City of Edinburgh Council chief executive Sue Bruce said although the scheme had been controversial, it would make the city greener by reducing car use and convincing more people to use public transport.
Princes Street is set to open to buses and taxis on Saturday 30 June and trams should be in operation by summer 2014.
York Place is due to close for more than a year, to allow the laying of tram tracks, but Princes Street will be open west of Waverley Bridge, along with The Mound.
Bruce said progress was being made and told delegates: “If you happen to be back in Edinburgh this time in summer 2014, you should be able to ride on a tram as a revenue paying member of the public.
“The tram which has brought about much controversy in Edinburgh is going to contribute quite substantially to the city’s ability to reduce its carbon footprint and make a sea change in people’s attitude to car travel.
“The original business case for the tram anticipated a 20 per cent modal shift, particularly from private car drivers to public transport including the tram. Which will be powered by electricity and will be clean, green and silent.”
“The motivation for that from the City of Edinburgh Council is manyfold: to reduce congestion; to be a more environmentally sensitive city; and to encourage mass transit in the city.”
During her speech to the conference she said progress was being made across all 32 councils to cutting carbon emissions by 2020.

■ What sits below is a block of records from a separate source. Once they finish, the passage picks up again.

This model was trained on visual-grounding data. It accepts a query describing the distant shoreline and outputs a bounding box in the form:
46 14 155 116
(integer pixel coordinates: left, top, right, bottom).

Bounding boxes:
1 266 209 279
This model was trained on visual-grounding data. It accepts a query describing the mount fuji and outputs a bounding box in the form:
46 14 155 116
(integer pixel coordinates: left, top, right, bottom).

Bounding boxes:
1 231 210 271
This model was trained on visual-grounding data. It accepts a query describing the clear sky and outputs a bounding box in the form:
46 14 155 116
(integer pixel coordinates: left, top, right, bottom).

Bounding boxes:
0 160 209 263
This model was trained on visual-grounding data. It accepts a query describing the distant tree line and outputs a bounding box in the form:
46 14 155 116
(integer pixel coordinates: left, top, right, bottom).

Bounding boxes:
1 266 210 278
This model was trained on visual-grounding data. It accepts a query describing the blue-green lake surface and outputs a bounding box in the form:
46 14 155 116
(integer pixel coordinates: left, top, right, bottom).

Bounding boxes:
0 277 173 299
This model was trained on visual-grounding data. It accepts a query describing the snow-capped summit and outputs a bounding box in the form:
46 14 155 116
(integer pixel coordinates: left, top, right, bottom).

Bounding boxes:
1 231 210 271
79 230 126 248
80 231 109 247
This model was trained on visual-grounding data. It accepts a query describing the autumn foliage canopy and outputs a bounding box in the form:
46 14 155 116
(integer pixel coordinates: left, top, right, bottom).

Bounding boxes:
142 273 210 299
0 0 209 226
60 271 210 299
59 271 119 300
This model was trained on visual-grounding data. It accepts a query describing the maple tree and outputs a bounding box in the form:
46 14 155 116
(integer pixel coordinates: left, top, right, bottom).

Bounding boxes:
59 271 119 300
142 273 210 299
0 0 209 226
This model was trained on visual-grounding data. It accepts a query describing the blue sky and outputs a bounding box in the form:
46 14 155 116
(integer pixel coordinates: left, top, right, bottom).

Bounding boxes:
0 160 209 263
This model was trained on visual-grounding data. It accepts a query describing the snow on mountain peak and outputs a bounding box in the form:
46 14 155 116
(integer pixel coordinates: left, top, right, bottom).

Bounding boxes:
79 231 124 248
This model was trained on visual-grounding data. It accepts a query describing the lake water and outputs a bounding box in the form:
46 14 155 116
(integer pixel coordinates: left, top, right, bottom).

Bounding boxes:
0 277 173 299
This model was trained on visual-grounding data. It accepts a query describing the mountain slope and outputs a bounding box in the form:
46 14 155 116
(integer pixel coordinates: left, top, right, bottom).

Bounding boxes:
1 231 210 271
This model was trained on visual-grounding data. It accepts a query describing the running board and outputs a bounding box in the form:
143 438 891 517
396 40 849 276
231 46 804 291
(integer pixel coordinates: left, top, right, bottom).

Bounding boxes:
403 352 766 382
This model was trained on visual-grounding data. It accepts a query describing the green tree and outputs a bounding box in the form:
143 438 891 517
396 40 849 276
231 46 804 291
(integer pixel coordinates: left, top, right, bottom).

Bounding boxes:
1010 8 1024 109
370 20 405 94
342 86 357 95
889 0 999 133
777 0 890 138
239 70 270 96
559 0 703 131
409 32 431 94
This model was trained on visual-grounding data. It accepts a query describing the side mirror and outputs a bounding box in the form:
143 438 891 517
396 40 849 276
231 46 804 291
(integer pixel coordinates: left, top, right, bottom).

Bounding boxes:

She said that under the UK Government’s Green Deal, members of the Scottish Cities Alliance – which includes all of the country’s seven cities – were considering a bid that would see “retrofitting” programmes in as many as ,000 council and socially-rented homes, making them more energy efficient.
She said this would help reduce their carbon footprint, but would also ease costs for the 35 per cent of population currently living in fuel poverty – bringing “real human benefits, where people can be helped to live more comfortable lives.” The Scottish Government has set targets to cut emissions by 42 per cent by 2020 and 80 per cent by 2050.
Other speakers at the conference, held at Edinburgh’s Our Dynamic Earth, included Environment Minister Stewart Stevenson and co-chair of the Energy Advisory Group Jim McDonald.